(Bloomberg) -- Germany is leading a drive within the European Central Bank’s oversight arm for tough action this year to deal with nearly $1 trillion of bad loans on banks’ books, according to people with knowledge of the discussions.
A group of northern euro-area countries on the ECB’s Supervisory Board wants to impose firm time limits for writing down existing soured debt, similar to what the central bank did for future nonperforming loans, the people said, asking not to be identified because the deliberations are private. The ECB last month let slip a deadline for proposing such measures, saying banks could face tougher guidelines if they dragged their feet.
“The ECB’s guidance for new nonperforming loans created huge controversy in the market and an intense debate on whether it would result in higher capital requirements for some banks,” said Pablo Manzano, an assistant vice president in European banking at ratings company DBRS. After that controversy, “it seemed like they were retreating on the issue of guidance for the stock,” he said.
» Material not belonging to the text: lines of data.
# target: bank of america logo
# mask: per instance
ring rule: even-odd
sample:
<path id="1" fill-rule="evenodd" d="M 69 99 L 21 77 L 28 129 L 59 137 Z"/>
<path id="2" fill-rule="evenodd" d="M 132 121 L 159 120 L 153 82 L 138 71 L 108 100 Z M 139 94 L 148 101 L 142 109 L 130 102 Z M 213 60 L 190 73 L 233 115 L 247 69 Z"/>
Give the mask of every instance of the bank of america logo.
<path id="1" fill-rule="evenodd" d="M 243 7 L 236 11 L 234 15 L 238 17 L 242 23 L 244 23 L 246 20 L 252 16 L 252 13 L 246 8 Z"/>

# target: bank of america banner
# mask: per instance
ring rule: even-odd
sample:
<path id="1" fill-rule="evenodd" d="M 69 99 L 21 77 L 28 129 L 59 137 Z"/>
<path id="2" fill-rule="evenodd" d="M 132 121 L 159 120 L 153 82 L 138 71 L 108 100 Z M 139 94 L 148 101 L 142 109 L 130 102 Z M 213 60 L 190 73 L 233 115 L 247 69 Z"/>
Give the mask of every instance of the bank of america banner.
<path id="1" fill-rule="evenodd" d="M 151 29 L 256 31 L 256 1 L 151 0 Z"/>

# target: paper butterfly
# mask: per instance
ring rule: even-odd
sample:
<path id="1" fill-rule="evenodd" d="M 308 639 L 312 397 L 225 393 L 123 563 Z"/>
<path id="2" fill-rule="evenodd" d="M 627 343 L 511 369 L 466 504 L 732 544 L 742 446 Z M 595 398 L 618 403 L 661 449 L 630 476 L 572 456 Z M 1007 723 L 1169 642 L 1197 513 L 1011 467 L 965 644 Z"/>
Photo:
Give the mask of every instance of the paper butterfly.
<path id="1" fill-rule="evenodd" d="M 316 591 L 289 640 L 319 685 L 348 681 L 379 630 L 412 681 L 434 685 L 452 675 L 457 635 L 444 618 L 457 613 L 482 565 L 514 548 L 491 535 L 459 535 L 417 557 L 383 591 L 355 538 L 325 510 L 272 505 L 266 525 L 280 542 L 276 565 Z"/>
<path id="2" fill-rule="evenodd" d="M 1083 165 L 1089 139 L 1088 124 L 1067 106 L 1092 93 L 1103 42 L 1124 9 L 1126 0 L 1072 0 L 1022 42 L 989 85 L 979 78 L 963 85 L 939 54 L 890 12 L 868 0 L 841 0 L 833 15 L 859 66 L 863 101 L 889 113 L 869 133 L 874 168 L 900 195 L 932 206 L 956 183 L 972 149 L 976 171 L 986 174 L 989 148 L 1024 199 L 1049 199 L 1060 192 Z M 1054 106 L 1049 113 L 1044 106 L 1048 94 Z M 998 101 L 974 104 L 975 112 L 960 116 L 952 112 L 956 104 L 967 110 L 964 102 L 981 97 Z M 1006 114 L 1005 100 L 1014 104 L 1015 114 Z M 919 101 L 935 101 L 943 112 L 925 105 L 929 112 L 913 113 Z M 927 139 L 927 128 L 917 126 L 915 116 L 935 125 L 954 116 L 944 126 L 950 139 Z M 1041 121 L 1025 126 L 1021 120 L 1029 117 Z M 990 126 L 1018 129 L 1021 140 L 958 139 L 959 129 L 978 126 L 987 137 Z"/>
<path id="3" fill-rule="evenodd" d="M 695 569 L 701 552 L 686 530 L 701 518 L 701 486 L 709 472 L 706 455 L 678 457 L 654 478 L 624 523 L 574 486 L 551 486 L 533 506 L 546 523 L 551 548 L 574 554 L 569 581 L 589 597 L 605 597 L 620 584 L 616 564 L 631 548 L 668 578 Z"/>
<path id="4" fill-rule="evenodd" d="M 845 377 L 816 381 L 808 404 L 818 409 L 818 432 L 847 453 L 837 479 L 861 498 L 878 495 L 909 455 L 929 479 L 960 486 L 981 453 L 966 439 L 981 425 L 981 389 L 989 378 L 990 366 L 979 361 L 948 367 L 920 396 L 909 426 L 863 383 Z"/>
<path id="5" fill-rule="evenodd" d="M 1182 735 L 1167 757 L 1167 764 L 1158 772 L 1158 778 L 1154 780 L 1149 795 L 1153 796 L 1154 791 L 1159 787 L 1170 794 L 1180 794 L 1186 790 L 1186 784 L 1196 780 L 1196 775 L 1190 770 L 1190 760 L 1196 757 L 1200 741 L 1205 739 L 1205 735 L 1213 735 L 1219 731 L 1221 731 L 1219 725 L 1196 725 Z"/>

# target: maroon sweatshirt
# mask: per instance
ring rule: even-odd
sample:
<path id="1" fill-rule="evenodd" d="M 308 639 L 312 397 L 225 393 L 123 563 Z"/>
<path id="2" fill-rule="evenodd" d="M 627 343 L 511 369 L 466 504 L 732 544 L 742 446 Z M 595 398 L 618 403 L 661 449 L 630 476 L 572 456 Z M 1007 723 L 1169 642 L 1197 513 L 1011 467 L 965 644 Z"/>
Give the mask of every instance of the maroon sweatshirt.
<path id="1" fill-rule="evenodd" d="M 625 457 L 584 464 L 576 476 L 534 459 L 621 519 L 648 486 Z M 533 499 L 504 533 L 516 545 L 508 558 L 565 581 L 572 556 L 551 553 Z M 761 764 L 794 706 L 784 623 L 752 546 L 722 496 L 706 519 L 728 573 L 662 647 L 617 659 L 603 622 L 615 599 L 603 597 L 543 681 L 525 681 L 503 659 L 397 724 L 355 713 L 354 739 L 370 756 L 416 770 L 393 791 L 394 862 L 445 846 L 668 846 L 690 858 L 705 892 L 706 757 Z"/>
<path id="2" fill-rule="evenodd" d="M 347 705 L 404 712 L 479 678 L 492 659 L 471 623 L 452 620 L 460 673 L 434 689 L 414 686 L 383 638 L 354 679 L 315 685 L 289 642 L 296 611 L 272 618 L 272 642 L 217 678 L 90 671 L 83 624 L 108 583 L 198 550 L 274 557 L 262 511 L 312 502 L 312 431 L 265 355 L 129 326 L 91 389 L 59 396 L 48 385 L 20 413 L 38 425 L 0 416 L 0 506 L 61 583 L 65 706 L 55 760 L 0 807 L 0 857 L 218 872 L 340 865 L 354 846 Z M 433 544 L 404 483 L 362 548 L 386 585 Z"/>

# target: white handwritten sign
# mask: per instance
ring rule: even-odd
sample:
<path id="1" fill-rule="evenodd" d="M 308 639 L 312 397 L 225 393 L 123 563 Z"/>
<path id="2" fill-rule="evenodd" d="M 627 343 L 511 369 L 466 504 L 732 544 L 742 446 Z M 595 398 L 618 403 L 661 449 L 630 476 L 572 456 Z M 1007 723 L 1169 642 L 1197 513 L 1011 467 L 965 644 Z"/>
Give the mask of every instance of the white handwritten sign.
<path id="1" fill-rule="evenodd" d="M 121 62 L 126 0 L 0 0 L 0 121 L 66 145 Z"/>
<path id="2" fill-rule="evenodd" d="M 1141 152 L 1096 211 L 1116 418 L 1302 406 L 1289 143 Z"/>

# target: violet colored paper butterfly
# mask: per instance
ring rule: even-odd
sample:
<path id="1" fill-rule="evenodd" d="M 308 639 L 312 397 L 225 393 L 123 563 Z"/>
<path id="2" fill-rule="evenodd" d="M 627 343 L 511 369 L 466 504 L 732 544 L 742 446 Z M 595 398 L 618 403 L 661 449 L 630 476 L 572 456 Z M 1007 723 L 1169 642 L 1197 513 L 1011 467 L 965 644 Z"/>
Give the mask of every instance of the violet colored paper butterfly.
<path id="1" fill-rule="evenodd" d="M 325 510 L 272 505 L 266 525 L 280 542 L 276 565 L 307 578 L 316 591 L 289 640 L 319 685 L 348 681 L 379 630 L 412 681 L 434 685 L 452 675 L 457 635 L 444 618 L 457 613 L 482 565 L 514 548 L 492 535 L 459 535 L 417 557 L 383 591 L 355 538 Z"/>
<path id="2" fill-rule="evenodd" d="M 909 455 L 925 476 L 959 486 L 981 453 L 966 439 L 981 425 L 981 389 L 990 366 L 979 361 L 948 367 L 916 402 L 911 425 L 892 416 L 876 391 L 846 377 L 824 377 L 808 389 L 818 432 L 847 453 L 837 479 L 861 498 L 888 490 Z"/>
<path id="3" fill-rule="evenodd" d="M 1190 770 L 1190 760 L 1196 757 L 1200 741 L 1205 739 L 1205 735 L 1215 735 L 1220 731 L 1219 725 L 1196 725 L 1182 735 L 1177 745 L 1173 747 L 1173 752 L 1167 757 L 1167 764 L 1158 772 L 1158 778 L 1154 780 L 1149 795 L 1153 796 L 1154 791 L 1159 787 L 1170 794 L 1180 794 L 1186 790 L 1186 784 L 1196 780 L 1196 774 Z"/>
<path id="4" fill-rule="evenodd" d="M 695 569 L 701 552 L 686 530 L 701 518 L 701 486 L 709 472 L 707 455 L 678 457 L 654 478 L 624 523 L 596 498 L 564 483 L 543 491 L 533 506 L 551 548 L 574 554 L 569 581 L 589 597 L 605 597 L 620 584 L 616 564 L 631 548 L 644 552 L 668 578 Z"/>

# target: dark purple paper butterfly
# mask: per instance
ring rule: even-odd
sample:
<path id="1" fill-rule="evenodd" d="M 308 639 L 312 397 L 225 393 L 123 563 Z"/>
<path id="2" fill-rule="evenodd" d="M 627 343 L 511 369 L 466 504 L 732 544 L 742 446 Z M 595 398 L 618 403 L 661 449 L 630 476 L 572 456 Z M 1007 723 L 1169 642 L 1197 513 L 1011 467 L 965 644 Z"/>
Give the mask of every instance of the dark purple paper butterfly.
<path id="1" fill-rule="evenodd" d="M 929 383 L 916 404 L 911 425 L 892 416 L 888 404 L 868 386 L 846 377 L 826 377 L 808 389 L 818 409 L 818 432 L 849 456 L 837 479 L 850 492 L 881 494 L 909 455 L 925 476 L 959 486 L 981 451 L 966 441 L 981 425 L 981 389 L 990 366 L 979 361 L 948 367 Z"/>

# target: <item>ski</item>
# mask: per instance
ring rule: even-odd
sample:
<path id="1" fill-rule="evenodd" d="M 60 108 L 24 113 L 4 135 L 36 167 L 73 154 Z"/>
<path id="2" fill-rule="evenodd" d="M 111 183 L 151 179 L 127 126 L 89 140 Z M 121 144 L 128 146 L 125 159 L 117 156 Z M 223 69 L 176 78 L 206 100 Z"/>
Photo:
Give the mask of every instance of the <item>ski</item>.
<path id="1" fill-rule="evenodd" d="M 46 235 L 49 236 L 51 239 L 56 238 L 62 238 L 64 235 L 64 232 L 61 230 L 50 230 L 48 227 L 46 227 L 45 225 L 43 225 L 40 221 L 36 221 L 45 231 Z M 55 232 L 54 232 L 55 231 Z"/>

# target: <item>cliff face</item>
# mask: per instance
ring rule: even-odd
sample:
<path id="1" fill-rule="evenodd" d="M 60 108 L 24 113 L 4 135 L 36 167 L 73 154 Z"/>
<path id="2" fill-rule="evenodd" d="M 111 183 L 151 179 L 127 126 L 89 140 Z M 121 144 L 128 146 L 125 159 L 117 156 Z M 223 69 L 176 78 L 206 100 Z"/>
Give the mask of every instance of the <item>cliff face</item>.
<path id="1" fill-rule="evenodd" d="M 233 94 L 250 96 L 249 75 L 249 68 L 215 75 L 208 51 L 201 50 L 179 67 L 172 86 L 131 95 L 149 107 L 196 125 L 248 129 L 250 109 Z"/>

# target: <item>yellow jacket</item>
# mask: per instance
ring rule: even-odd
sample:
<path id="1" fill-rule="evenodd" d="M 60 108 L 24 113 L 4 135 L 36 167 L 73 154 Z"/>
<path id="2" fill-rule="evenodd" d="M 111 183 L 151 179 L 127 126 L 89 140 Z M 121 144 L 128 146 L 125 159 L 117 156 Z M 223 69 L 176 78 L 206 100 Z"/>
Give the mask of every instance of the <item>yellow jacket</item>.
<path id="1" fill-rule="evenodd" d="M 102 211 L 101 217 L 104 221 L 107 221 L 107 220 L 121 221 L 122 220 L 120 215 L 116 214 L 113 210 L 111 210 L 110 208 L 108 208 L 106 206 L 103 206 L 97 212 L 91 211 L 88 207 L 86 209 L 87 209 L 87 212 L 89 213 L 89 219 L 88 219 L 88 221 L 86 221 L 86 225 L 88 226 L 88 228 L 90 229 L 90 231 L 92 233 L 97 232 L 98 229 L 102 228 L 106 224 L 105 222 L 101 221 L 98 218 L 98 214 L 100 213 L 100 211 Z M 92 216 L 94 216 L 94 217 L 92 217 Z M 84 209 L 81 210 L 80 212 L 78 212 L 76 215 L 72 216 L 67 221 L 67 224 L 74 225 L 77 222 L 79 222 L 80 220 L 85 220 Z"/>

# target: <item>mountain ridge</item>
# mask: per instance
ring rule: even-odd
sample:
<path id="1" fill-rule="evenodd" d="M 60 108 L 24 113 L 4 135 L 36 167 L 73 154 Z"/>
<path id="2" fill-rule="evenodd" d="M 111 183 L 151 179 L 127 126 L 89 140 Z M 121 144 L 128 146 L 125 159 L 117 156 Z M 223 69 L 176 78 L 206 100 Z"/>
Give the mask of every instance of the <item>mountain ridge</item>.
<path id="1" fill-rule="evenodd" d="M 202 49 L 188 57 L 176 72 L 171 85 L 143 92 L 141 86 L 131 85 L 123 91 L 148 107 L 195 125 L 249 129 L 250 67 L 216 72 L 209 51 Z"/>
The ECB ran into a barrage of criticism from Italian banks and policy makers last year when it came out with a proposed provisioning deadlines for future nonperforming loans. The supervisor stuck to its guns and issued the guidance last month. Banks are given two years to provision fully against the potential loss on unsecured bad loans and seven years for secured.
Germany and its allies want similar deadlines imposed on the mountain of existing bad loans, in addition to other measures already put in place by the ECB, the people said. They face a battle with countries like Italy and Portugal, whose lenders are awash in soured debt.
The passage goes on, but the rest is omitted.